Python library for index numbers calculations
Project description
PyIndexNum
A high-performance Python library for calculating economic index numbers using Polars. Designed for statisticians and economists working with price and quantity indices.
Features
- High Performance: Built on Polars for efficient data processing of large datasets
- Comprehensive Index Methods: Support for bilateral and multilateral price/quantity indices
- Data Preparation Tools: Built-in utilities for data standardization and temporal aggregation
- Panel Data Handling: Robust methods for dealing with unbalanced panels through removal or imputation
- Extension Methods: Support for index splicing and rolling window calculations
- Type Safety: Full type annotations for better IDE support and code reliability
Installation
Using pip
pip install pyindexnum
Using uv
uv add pyindexnum
From source
git clone https://github.com/paluigi/PyIndexNum.git
cd PyIndexNum
uv sync
Quick Start
Here's the typical workflow for calculating economic indices:
import polars as pl
import pyindexnum as pin
# Load your price data
df = pl.read_csv("price_data.csv")
# 1. Standardize column names
df_std = pin.standardize_columns(df, date_col="date", price_col="price", id_col="product_id", quantity_col="quantity")
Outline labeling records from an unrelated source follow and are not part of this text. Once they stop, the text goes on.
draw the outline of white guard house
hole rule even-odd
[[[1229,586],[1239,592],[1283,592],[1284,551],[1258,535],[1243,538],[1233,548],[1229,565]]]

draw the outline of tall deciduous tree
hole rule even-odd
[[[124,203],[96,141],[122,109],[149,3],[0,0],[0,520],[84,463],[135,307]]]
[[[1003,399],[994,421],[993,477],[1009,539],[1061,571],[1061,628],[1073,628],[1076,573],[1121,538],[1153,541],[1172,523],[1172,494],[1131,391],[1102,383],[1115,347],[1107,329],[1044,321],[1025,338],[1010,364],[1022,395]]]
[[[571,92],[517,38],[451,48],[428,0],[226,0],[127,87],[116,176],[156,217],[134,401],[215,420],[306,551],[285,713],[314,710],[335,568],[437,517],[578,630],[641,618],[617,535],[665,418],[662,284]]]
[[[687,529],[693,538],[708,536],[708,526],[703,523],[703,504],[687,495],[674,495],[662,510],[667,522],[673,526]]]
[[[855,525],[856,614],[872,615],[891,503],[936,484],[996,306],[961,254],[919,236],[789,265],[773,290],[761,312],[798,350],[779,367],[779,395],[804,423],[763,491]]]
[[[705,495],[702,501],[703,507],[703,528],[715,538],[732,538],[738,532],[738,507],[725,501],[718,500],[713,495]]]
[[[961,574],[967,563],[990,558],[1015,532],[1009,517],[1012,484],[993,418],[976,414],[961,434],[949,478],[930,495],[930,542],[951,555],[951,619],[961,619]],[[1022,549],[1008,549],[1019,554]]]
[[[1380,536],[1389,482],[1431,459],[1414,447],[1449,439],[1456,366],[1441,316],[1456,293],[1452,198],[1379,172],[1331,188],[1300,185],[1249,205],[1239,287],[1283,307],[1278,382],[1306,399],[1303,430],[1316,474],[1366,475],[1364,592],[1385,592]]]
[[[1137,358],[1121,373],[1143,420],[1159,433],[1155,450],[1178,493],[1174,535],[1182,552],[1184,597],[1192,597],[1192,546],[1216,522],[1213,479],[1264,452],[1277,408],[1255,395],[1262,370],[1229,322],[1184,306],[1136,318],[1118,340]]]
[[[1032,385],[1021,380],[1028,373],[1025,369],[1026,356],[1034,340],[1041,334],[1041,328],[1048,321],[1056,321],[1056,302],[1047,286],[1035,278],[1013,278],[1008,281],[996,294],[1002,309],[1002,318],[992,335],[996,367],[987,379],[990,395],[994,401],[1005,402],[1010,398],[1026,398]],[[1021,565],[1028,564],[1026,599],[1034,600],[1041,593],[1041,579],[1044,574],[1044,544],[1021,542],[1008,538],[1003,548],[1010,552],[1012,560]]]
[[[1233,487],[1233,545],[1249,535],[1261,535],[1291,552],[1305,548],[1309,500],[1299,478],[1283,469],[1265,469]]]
# 2. Aggregate to desired time frequency
df_agg = pin.aggregate_time(df_std, freq="1mo", agg_type="arithmetic")
# 3. Handle unbalanced panels (optional)
df_balanced = pin.remove_unbalanced(df_agg)
# or
df_imputed = pin.carry_forward_imputation(df_agg, ["aggregated_price", "aggregated_quantity"])
# 4. Calculate bilateral indices (two periods)
laspeyres_idx = pin.laspeyres(df_balanced)
fisher_idx = pin.fisher(df_balanced)
# 5. Calculate multilateral indices (multiple periods)
geks_fisher_idx = pin.geks_fisher(df_agg)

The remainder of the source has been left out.